То, что мы встречаем в “Евангелии от Иисуса”, не дает нам полноценного сходства ни с представлениями Кьеркегора, ни Юнга. Образ Иисуса почти лишен проблематики божественного. Ее рудимент указывает лишь на возможность воспринять абсурдность Бога, зла в котором, правда, больше, чем абсурда. Дальше этого разговор о божественном у Сарамаго не идет. Даже страх Иисуса не настолько слит с его личностью, чтобы быть чем-то, кроме сильной эмоции. Что у самого Иисуса, что у его отца, страх всегда обусловлен причиной. У Иисуса разве что он более силен в силу наследственного происхождения, удваивающего его действенность. Но как, вероятно, сказал бы Кьеркегор, здесь имеет место страх этического характера: имеется несоответствие между ожидаемым и действительным. Иисус вообще изображен как человек этический, его жизнь постоянно соотносится с внешне-идеалистическим представлением о правильности, долге.

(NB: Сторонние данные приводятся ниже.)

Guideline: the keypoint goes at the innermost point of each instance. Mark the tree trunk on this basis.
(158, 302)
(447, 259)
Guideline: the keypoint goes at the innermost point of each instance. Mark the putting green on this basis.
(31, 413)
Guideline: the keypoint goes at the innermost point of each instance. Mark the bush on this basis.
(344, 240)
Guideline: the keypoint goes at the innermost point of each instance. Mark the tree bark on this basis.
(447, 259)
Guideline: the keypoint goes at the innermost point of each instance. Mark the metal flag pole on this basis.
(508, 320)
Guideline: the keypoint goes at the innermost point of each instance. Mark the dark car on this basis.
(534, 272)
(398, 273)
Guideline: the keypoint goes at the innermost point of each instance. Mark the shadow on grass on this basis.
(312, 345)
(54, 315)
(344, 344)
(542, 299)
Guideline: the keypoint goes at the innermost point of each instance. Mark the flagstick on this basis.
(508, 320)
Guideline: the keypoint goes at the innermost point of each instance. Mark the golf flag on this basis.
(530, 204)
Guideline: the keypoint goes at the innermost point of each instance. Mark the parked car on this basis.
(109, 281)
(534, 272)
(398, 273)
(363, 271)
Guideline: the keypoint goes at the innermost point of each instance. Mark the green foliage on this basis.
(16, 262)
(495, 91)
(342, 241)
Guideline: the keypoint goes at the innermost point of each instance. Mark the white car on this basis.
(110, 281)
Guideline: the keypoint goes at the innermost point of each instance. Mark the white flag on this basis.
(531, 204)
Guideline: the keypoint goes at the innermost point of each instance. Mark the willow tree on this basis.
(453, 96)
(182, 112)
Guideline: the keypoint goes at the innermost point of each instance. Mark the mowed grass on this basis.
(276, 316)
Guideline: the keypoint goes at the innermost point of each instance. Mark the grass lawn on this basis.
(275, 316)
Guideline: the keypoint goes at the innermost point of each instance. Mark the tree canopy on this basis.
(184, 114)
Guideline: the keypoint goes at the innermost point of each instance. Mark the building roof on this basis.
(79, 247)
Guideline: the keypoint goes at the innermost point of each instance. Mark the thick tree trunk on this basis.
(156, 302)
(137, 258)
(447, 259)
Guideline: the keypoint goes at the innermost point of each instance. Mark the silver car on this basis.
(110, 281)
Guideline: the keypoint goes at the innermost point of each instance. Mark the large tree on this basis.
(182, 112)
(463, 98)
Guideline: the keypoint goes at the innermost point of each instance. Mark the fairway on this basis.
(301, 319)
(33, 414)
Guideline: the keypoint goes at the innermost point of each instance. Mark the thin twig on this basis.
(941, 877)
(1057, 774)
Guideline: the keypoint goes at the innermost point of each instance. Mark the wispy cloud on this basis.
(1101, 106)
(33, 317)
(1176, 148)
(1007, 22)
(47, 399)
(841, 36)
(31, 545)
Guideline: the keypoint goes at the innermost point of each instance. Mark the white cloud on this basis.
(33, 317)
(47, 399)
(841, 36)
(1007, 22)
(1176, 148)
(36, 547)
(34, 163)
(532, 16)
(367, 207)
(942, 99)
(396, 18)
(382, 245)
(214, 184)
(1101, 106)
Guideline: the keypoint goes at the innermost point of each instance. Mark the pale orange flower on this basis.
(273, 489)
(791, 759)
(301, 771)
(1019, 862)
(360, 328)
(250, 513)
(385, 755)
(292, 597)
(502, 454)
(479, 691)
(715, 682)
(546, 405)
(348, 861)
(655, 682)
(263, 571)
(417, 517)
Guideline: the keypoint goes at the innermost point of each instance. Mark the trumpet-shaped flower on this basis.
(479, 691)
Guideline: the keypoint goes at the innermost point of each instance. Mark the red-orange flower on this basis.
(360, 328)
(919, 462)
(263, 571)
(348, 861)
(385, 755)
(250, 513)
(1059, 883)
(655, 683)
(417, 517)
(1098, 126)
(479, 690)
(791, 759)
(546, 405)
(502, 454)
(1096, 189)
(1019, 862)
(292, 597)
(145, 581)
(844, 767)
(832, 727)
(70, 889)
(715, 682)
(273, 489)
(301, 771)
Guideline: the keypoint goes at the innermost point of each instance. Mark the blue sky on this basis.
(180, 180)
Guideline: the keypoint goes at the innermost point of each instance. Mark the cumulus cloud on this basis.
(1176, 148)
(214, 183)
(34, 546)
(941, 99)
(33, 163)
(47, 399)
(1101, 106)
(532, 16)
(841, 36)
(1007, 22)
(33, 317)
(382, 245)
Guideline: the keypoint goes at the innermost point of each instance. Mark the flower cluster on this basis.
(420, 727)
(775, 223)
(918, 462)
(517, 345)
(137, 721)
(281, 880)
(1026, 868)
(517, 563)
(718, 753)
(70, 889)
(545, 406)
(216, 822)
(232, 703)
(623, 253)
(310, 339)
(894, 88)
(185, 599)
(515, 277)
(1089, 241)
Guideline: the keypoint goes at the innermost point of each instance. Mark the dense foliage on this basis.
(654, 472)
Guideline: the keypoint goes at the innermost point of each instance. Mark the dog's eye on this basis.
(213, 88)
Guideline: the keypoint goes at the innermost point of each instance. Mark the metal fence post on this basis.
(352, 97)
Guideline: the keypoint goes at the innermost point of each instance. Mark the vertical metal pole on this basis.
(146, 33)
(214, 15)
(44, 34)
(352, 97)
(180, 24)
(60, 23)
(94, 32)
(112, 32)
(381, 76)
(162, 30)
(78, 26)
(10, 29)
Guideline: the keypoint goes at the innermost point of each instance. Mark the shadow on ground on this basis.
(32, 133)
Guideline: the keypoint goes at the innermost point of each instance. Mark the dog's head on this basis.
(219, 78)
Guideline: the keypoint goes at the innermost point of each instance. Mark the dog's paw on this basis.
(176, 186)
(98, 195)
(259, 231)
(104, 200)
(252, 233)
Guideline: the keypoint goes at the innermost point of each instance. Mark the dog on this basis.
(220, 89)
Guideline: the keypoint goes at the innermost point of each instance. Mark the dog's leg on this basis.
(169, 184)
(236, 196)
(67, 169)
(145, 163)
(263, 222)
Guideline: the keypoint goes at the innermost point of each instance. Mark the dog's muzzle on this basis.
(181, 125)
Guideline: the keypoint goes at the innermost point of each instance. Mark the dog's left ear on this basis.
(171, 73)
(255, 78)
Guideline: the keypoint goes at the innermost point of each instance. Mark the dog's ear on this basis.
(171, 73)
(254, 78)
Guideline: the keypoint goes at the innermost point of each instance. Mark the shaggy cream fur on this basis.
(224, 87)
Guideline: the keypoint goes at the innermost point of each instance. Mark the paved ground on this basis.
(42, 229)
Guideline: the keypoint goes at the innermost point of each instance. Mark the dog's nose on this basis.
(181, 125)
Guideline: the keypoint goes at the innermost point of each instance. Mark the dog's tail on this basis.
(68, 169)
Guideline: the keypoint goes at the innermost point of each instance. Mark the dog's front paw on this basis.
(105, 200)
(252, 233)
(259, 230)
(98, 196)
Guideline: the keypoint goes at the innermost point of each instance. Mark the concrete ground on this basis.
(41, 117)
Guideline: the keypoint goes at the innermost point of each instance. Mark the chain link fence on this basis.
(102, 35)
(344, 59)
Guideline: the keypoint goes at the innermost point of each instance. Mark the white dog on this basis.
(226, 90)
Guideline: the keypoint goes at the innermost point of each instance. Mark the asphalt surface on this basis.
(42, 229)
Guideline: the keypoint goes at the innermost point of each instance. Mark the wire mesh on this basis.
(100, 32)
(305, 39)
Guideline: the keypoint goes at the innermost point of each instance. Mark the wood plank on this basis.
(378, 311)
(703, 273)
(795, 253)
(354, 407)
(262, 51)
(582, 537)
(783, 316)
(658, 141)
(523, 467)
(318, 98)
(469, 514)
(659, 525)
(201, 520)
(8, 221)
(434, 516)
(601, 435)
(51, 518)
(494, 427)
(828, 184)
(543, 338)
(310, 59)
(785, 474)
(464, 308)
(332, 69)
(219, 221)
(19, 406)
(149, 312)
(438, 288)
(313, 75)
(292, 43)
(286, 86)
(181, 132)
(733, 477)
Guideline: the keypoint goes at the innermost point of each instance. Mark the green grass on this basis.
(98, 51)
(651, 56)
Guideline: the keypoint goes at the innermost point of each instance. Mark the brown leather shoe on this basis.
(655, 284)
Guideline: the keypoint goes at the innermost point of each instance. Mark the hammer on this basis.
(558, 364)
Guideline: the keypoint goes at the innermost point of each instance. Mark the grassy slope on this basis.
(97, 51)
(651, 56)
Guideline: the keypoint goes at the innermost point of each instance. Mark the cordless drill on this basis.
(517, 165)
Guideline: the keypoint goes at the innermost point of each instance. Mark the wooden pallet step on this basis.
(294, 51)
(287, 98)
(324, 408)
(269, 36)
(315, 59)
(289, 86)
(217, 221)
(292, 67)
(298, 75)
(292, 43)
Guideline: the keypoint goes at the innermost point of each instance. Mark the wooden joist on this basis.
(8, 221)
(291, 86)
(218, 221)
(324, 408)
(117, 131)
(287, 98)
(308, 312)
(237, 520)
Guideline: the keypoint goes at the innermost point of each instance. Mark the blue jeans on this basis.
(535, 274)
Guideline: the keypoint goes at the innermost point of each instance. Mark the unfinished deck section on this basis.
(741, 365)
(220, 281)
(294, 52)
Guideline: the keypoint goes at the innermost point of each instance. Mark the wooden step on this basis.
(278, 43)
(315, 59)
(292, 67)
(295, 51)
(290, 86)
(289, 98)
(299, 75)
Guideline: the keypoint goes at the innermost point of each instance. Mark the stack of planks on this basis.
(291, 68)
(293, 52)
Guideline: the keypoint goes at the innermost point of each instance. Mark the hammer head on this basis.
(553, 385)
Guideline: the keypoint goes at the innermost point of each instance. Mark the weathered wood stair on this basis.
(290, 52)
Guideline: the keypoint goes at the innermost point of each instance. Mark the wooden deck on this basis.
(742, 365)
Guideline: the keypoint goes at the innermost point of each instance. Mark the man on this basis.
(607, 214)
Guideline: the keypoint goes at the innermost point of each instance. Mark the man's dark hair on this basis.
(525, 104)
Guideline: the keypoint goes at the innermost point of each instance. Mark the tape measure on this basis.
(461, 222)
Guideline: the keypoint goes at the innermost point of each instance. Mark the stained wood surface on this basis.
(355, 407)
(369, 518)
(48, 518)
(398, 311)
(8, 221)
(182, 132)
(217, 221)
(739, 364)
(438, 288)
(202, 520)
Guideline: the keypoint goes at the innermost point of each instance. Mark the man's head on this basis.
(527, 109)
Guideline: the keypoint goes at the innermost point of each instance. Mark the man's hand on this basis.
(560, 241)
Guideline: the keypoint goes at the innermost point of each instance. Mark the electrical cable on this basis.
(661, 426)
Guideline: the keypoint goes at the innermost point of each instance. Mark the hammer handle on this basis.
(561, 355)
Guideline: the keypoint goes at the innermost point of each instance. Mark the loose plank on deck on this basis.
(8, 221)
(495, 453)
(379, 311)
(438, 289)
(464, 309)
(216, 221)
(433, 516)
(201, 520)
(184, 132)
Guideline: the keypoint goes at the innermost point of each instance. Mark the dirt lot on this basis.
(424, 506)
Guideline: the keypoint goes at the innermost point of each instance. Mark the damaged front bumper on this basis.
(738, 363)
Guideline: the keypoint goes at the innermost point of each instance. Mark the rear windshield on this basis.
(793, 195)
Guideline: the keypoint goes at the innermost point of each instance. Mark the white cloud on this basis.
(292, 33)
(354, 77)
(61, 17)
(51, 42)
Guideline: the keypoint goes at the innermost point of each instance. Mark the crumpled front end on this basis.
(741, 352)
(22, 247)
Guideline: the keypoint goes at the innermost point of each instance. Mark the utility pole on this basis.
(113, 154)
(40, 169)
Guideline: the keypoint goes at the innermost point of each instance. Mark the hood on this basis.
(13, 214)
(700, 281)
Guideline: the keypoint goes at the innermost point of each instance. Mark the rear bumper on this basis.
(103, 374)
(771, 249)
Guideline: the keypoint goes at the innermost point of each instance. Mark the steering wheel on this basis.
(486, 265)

Как-то выступая перед психологами в Лондоне в Тавистокской клинике, Юнг иронично сказал, что про него говорят, будто он всех людей делит на интровертов и экстравертов. Потом он поспешил подкорректировать это представление о себе, отметив, что никто не может быть в полной мере интроветром или экстравертом. Иными словами, между этими полюсами личности есть количественный переход. Кьеркегору от подобных обвинений было бы открещиваться сложнее — его система “деления людей” гораздо более жестка и непримирима. Переходы в его системе строго качественные, а тех, кто добрался до вершины в такой иерархии экзистенции, можно по пальцам пересчитать. И как ни странно, Иисуса Сарамаго нельзя назвать обитателем такой вершины. Само допущение о том, что можно получить некое знание, не только избавляющее от страха, но и вообще все расставляющее на свои места, сбрасывает его из высшей сферы экзистенциального существования, по меньшей мере, на ступень ниже. К тому же у Сарамаго нет такого Бога, который был бы гарантом подобной высшей сферы.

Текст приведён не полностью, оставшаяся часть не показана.